Bar ups the ante as court crisis deepens. Lawyers not to let Rana enter officeConfrontation escalates after up to six lawyers got injured in a scuffle with police while protesting against the chief justice who refuses to resign despite mounting pressure.
The judiciary drama has taken a new turn. After Chief Justice Cholendra Shumsher Rana went on the offensive, putting justices under moral pressure, lawyers have upped the ante. And on Thursday, there was a scuffle between lawyers and police.
At least six lawyers, including office bearers of the Nepal Bar Association, sustained minor injuries in the scuffle. The Nepal Bar Association reacted with some stern protest programmes. It has decided to stop Rana from entering the Supreme Court on Friday.
“We have decided to stop the chief justice from entering the Supreme Court on Friday,” said Rakshya Basyal, vice-chair of the Nepal Bar Association, who was one of the five lawyers injured during Thursday’s scuffle with police. “We have changed our protest plan after today’s incident.”
The scuffle on Thursday ensued when security personnel tried to stop lawyers from organising a protest on the premises of the Supreme Court.
Lawyers’ decision to intensify their protests and bar the chief justice from entering his office may offer some respite to justices who are now under scrutiny for not hearing cases, thereby depriving the public of their right to get justice.
Multiple justices over the past days have told the Post that it has become increasingly uncomfortable for them to continue boycotting the benches on various pretexts. They have not officially announced to boycott benches but have been avoiding hearings in the name of holding meetings.
Chief Justice Rana on his part has started assigning cases to them. After making a cause list of 298 cases on Tuesday, Rana on Thursday assigned 177 cases. Except for six habeas corpus petitions and six allocated for himself, none were heard on Thursday.
The Nepal Bar Association on Thursday said that lawyers will not participate in hearings of even habeas corpus cases.

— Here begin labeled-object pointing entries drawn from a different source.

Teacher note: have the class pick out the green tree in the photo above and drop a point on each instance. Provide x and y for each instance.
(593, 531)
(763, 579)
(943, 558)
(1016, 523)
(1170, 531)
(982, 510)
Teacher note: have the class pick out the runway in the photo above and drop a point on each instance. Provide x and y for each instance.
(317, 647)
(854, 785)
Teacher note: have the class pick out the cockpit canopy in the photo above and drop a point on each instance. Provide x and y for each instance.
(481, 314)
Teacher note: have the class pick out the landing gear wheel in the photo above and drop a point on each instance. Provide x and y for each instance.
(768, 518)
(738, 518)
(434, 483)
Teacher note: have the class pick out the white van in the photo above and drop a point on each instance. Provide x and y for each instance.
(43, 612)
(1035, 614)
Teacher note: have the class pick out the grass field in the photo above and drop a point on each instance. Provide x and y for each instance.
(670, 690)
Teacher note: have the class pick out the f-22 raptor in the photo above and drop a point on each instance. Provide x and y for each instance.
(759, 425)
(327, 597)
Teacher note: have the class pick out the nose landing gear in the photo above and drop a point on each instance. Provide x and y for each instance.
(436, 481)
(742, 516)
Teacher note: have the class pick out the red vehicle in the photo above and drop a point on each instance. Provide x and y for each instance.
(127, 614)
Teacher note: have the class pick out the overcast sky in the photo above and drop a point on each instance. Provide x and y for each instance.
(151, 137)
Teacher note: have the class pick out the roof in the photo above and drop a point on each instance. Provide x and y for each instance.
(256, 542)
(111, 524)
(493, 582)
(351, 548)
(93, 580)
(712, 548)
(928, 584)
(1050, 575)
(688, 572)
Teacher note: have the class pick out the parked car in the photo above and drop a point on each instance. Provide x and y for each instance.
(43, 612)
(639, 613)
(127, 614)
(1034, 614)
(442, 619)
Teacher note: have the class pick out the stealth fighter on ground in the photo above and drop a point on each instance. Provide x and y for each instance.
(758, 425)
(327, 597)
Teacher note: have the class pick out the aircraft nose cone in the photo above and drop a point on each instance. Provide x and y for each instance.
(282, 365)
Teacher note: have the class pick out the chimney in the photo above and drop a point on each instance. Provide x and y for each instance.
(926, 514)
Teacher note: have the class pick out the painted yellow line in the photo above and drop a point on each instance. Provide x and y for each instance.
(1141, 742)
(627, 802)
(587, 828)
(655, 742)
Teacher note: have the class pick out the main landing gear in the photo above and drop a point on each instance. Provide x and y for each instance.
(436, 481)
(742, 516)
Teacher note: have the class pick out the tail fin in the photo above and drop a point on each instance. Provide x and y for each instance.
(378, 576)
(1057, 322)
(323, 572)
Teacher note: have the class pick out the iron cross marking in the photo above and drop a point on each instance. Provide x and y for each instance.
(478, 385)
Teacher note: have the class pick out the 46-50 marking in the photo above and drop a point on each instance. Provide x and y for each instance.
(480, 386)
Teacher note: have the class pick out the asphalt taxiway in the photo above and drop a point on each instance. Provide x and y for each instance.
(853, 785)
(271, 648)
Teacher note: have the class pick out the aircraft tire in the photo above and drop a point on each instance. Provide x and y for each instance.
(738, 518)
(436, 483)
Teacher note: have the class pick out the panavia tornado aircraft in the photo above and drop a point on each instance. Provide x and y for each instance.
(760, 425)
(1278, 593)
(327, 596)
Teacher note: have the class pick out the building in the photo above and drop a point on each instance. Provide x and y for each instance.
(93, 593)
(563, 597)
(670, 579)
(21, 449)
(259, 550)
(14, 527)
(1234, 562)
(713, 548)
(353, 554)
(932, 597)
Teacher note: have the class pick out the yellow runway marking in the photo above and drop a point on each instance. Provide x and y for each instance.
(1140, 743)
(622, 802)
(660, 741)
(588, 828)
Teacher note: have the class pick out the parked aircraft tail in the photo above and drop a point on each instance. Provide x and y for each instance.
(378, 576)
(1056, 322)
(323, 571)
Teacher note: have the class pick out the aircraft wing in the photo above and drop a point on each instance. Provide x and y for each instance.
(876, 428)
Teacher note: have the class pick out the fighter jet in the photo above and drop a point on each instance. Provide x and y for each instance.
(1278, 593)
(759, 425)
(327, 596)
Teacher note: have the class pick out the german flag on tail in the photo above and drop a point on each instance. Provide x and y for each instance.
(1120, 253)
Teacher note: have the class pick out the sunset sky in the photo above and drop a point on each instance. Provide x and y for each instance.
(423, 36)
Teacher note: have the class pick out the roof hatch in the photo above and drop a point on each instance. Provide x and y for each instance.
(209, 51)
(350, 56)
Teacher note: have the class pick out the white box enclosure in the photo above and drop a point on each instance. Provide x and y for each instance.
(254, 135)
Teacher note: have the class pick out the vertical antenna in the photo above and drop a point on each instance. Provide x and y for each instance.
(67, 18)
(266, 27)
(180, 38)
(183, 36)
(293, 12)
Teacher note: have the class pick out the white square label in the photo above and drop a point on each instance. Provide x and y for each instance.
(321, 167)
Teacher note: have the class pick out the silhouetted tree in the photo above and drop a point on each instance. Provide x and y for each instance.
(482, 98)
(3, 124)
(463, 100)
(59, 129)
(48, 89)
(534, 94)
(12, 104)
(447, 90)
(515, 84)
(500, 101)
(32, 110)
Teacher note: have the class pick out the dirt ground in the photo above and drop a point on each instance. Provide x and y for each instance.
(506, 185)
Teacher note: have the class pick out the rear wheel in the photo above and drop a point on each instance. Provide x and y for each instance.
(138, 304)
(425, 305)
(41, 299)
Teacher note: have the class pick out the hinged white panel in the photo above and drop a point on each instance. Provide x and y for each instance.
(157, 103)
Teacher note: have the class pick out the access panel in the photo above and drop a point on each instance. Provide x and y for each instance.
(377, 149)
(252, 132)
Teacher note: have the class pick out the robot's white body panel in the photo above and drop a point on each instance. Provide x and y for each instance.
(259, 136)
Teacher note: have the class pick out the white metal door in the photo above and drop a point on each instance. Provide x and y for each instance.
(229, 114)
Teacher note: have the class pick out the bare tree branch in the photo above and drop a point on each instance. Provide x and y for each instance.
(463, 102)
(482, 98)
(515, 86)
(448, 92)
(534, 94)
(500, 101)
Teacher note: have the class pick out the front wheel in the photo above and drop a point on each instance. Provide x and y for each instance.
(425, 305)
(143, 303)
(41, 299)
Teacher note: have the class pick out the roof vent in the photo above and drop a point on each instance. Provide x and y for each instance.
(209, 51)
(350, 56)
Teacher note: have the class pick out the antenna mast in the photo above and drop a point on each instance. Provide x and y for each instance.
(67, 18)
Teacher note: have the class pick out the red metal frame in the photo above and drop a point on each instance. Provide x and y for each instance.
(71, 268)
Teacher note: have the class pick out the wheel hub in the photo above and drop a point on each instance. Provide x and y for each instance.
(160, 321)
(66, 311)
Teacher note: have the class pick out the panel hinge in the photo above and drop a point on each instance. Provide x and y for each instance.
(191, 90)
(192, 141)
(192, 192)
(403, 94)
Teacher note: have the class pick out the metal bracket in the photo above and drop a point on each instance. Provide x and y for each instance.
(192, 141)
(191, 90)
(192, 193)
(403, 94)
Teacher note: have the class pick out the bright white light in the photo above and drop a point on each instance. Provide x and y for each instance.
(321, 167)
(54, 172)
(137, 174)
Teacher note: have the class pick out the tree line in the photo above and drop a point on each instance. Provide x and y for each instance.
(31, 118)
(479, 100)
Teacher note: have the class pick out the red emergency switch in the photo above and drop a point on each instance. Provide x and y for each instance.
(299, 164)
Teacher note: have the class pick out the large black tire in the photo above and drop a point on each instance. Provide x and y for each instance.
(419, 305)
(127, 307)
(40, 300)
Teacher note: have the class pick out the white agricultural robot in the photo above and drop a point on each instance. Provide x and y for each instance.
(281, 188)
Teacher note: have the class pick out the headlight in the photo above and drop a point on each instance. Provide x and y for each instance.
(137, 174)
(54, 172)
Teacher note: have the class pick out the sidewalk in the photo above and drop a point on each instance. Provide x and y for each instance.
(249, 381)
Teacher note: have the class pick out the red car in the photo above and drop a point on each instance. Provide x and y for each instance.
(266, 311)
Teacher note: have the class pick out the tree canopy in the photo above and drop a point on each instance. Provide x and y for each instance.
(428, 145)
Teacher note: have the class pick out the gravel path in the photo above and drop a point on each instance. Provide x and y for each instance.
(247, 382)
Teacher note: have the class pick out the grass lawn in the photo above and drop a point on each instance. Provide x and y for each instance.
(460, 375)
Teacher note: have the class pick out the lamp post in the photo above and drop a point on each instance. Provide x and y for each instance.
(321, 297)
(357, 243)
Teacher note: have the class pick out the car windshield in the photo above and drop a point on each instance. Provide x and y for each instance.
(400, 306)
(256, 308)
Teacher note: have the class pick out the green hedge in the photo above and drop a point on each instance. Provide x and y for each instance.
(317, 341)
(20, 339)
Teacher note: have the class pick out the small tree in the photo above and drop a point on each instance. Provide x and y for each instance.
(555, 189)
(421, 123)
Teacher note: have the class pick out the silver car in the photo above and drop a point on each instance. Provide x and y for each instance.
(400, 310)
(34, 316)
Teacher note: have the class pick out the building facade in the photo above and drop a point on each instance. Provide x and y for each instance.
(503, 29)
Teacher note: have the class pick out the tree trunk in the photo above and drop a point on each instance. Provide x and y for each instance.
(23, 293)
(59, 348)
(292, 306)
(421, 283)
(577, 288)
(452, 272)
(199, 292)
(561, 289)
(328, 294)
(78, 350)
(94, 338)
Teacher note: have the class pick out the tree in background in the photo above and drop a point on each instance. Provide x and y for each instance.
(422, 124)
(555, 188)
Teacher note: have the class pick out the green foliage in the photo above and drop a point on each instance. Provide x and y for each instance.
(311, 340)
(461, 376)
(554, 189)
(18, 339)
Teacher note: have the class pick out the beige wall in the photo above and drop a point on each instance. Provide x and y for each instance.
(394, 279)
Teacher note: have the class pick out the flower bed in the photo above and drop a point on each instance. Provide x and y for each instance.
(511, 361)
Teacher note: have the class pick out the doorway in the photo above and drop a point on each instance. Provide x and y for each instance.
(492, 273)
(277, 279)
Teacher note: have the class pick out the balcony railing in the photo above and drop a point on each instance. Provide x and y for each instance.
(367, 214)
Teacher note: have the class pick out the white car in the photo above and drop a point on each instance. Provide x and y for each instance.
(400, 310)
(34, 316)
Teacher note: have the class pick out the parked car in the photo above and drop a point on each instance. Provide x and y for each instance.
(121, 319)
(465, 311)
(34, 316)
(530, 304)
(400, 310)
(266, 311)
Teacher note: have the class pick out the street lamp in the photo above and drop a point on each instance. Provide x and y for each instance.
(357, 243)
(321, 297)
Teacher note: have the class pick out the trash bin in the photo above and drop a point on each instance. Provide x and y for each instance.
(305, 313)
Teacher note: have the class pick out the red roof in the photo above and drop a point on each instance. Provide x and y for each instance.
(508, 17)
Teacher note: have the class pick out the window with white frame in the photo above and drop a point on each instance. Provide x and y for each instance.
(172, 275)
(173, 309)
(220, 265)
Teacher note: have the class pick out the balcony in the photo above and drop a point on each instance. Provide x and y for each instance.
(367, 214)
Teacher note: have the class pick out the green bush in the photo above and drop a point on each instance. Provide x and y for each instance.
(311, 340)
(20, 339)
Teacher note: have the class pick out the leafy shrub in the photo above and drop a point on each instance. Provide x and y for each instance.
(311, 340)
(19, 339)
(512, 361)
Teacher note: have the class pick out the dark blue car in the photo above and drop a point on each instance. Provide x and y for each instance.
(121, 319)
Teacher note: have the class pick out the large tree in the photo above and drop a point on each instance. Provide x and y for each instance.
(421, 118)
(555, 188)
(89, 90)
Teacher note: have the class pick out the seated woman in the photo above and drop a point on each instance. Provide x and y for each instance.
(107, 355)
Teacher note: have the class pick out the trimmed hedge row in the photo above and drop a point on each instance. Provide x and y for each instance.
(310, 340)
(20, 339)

“We warn the chief justice, who has not only been abandoned by his own court and legal professionals but also the general people, that the Nepal Bar and its units would be forced to come up with even sterner forms of protest,” reads a press statement issued by the Nepal Bar Association undersigned by its general secretary Lilamani Poudel. “We will boycott all the benches of the Supreme Court. We want to make an appeal to all justices not to hear cases on Friday. We call upon all legal professionals to gather at the Supreme Court by 9:30 am on Friday.”
With Nepal Bar piling more pressure on the chief justice, who has so far refused to step down, confrontation in the judiciary is likely to escalate further.
Supreme Court justices and lawyers have been saying that Chief Justice Rana is the source of all the ills in the judiciary and that under his watch corruption has thrived. Rana, on his part, has maintained that if he were to step down, other justices too must resign.
Anup Raj Sharma, a former chief justice, said that the chief justice has invited more confrontation by allowing security forces on the premises of the Supreme Court.
“Presence of security forces on the court premises indicates we are in a pretty bad situation,” Sharma told the Post. “The situation is going from bad to worse.”
After Thursday’s scuffle between the police and lawyers, personnel from the Armed Police Force were sent to the Supreme Court.
According to Sharma, four former chief justices are preparing to issue a statement to condemn Thursday’s scuffle between the police and lawyers. The four former chief justices include Min Bahadur Rayamajhi, Sharma, Kalyan Shrestha and Sushila Karki.
The four former chief justices had earlier on January 8 also issued a statement describing the then prime minister KP Sharma Oli’s decision to dissolve the Parliament as unconstitutional and asking the judiciary to make a prudent decision. They had faced a contempt charge for issuing the statement.
Sharma said the former chief justices are also planning a talk programme where political parties and civil society members would be invited to speak on the current crisis in the judiciary.
Political parties have not spoken yet on the ongoing crisis in the judiciary, arguing that a solution to it should be found from within. Calls, however, have been growing that parties must take up the issue and file an impeachment motion against Chief Justice Rana so as to maintain the sanctity and dignity of the judiciary.
While the ruling alliance, which is made up of five parties, does not appear to be keen on making a move against Rana, the main opposition CPN-UML appears to be rallying behind him.
Krishna Jung Rayamajhi, a former Supreme Court justice, who has expressed his concerns about people getting affected by the crisis in the judiciary, said that Thursday’s incident could complicate the matter further.
“There is a need to find a solution to the current crisis at the earliest,” Rayamajhi told the Post. “On the one hand, the public is deprived of justice. On the other hand, the conflict is escalating. For how long can we have this situation? If this problem is not addressed soon, people will lose their faith in the judiciary, which will mean a complete system failure.”